One Oar

One Oar

Where do ideas come from? Recently a short story of mine, One Oar, was published in Pif Magazine. I’d like to talk about my thought process behind this one.

Read One Oar in Pif Magazine

If you were to see the original draft of this story, you wouldn’t recognize it. Like most of my stories, it was hard work and took a lot of time to craft. In retrospect, it’s easy to ask, if the process is so long and tedious, couldn’t I have found a better way to go about writing stories?

Several years ago I was teaching writing at a university and I came across an interesting concept buried deep in an uninviting textbook. When it comes to putting words on the page, we have to consider both fluency and accuracy. Fluency has more to do with creativity and accuracy with editing. The two thought processes are different. When you’re in the editing state of mind, you’re thinking critically, which means you aren’t being creative. When you’re in the creative state, you aren’t self-correcting. The ideas are flowing. The story is growing. You’re brainstorming. But a lot of mistakes are being made.

With my students, I told them not to correct their writing. Write as many words as you can on the page. But sure enough, they’d correct mistakes during the process, whether it be spelling, grammar or even plot line. They wanted to look good. It was their own egos that held back the creative process.

The advantage of fluency without accuracy is you can be the most creative. Then, when you’re done writing, you can go back and fix the mistakes. You can focus on accuracy. If you think about fixing mistakes first, you’ll never be as creative. But if you approach the story from a creative state first, you get both parts in the end, fluency and accuracy.

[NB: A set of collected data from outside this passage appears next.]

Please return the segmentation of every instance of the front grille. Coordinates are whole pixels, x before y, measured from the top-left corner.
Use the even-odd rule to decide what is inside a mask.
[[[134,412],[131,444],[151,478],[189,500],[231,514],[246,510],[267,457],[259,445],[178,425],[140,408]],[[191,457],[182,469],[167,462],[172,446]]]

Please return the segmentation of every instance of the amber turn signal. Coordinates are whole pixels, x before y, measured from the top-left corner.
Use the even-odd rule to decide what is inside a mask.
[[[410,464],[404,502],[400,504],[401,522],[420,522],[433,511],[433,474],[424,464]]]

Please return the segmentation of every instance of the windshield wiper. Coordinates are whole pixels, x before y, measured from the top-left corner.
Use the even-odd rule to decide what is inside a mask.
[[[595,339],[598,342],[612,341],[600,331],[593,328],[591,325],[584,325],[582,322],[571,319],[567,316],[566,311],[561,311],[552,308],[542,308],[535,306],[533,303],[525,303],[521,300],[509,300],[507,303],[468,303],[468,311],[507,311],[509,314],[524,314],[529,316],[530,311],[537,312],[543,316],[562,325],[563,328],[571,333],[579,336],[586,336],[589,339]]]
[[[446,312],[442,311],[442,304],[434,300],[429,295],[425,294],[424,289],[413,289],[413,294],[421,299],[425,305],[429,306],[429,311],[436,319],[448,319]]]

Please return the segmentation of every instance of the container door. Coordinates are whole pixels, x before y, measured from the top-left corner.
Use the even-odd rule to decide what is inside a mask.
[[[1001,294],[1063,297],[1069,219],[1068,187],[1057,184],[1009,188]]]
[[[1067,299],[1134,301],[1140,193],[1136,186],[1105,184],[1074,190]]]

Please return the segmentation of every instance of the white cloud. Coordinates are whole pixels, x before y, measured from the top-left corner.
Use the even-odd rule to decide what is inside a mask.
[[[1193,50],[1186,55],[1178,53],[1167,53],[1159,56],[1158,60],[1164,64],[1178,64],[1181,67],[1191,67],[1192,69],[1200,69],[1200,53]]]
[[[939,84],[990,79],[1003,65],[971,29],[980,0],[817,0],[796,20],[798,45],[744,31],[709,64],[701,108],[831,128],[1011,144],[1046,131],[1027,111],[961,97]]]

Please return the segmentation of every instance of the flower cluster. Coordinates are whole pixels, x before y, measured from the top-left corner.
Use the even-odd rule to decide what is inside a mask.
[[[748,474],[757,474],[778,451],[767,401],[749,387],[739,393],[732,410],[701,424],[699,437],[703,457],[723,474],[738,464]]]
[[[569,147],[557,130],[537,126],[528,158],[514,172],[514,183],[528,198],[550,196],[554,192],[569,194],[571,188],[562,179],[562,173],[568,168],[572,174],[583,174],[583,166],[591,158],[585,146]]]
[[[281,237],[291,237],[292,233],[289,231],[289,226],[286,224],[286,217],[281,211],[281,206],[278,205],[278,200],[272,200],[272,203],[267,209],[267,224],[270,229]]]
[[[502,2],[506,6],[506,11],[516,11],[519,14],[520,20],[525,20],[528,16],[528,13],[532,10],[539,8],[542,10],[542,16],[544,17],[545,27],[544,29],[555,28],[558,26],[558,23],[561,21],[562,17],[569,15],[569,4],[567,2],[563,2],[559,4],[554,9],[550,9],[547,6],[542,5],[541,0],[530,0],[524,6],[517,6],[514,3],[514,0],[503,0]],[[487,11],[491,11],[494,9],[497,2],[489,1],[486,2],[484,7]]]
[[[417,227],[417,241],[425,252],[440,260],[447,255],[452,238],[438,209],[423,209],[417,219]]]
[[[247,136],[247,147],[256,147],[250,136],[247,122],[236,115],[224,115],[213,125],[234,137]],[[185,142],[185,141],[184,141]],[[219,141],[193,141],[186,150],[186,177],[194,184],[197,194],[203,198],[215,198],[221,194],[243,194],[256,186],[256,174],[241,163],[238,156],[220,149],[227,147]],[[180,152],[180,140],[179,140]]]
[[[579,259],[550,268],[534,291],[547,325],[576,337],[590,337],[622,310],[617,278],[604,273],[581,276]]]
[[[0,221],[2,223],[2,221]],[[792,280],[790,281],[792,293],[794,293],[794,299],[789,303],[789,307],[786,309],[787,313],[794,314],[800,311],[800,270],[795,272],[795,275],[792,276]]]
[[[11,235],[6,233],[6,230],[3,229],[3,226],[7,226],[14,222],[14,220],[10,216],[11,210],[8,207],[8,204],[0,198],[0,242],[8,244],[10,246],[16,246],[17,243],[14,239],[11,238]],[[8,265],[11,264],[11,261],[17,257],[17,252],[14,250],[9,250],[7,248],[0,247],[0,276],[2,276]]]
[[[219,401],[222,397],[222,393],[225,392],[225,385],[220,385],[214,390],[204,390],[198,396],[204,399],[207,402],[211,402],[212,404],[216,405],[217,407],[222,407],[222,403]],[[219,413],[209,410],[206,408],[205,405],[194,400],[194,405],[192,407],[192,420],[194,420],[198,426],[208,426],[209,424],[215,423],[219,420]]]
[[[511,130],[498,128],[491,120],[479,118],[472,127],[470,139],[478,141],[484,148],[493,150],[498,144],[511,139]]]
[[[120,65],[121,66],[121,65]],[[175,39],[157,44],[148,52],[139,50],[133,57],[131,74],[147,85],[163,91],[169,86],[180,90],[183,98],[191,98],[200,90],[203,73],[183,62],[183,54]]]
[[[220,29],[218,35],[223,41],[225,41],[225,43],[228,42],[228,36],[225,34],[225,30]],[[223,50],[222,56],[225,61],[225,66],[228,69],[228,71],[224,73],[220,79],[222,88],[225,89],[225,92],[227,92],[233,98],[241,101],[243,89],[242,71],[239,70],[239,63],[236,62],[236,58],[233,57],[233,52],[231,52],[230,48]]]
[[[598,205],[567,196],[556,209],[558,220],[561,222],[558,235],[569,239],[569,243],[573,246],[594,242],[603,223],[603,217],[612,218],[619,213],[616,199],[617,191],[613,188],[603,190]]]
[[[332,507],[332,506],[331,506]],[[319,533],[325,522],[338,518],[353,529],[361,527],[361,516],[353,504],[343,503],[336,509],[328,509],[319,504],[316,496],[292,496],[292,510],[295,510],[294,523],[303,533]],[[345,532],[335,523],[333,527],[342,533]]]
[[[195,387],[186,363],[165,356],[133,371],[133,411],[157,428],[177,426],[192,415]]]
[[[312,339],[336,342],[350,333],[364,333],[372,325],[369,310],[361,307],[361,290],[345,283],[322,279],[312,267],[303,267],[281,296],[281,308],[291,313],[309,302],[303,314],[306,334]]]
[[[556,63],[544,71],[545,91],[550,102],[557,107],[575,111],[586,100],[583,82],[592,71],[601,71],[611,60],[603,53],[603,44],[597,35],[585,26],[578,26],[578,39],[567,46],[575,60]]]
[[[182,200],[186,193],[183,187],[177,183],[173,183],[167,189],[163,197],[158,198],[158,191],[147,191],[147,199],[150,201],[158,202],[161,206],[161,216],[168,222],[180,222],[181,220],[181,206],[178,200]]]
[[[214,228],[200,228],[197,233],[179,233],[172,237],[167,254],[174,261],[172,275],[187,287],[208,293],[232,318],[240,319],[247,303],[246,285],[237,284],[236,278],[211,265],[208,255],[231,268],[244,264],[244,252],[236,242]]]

For this story, One Oar, I let my mind soar. I wrote whatever. It’s sometimes surprising what comes from the depths of our creative wells. It often happens that I don’t even understand what a story is about until I write the end. Then I go back and revise the details in the story for continuity.

Writers also have inhibitions blocking their creativity, whether it be family values, fear of what a friend will think, or even a strict adherence to writing rules. How often have you heard, show don’t tell? And if you’re worried about things like that during the creative stage, it will hold you back. Let your inhibitions go and write whatever you want. You can always change it later. You can always throw it in the trash. Just write.

The downside to all this is that, while you end up with something highly creative, you’ve got a lot of fixing to do. And somewhere along the way, if you’re like me, you’ll wish you’d just written it the right way the first time. It tooks me months to fix One Oar.

I also showed the story to friends who gave me feedback on it. The story just felt stiff to me. It’s a very compact story, where every word counts. It’s just under 1,000 words, but I hadn’t intended to write it as flash fiction. Eventually, with enough time and distance, I got the story to loosen up and come alive. During that time, though, it was rejected at dozens of places. When I’d finally crafted it well, it was accepted for publication. A part of me almost knew at that point that this one was now ripe for picking.

I think when we are at our best, we are both creative and corrective at the same time. The more you write, the more often that will happen. But until then, you’ve got to split the process up and write the hard way. You’ve got to spend the time. I’ve resigned myself to that fact that, as a writer, I’ll have to revise each story hundreds of times, at least until I get better at it. For others, the process may go faster.

Read One Oar in Pif Magazine

For this story, I didn’t use quotations for dialog. I’d been reading James Joyce and thought I’d use the hyphen to indicate when people are speaking. It’s the only time I’ve done this and I’m not sure I’ll do it again. But it was a good experiment.

I also used a lot of sentence fragments in the style of Cormac McCarthy. I’d just read China Miéville who also uses this style. Sentence fragments are incomplete sentences, as opposed to run-on sentences. Run-ons have two sentences or two subject-verbs. Sentence fragments, on the other hand, are lacking in subject-verb, the two things needed to make a sentence.

Here’s an example of sentence fragments:

Night of your birth. Thirty-three. The Leonids they were called. God how the stars did fall. I looked for blackness, holes in the heavens. The Dipper stove.

This comes from the open in Blood Meridian by Cormac McCarthy. “Night of your birth” isn’t a sentence. It’s only a detail. Same for “Thirty-three.” McCarthy is well known for his descriptive writing style. He doesn’t use quotation marks for dialog, either. Remember, let those inhibitions go! Just write.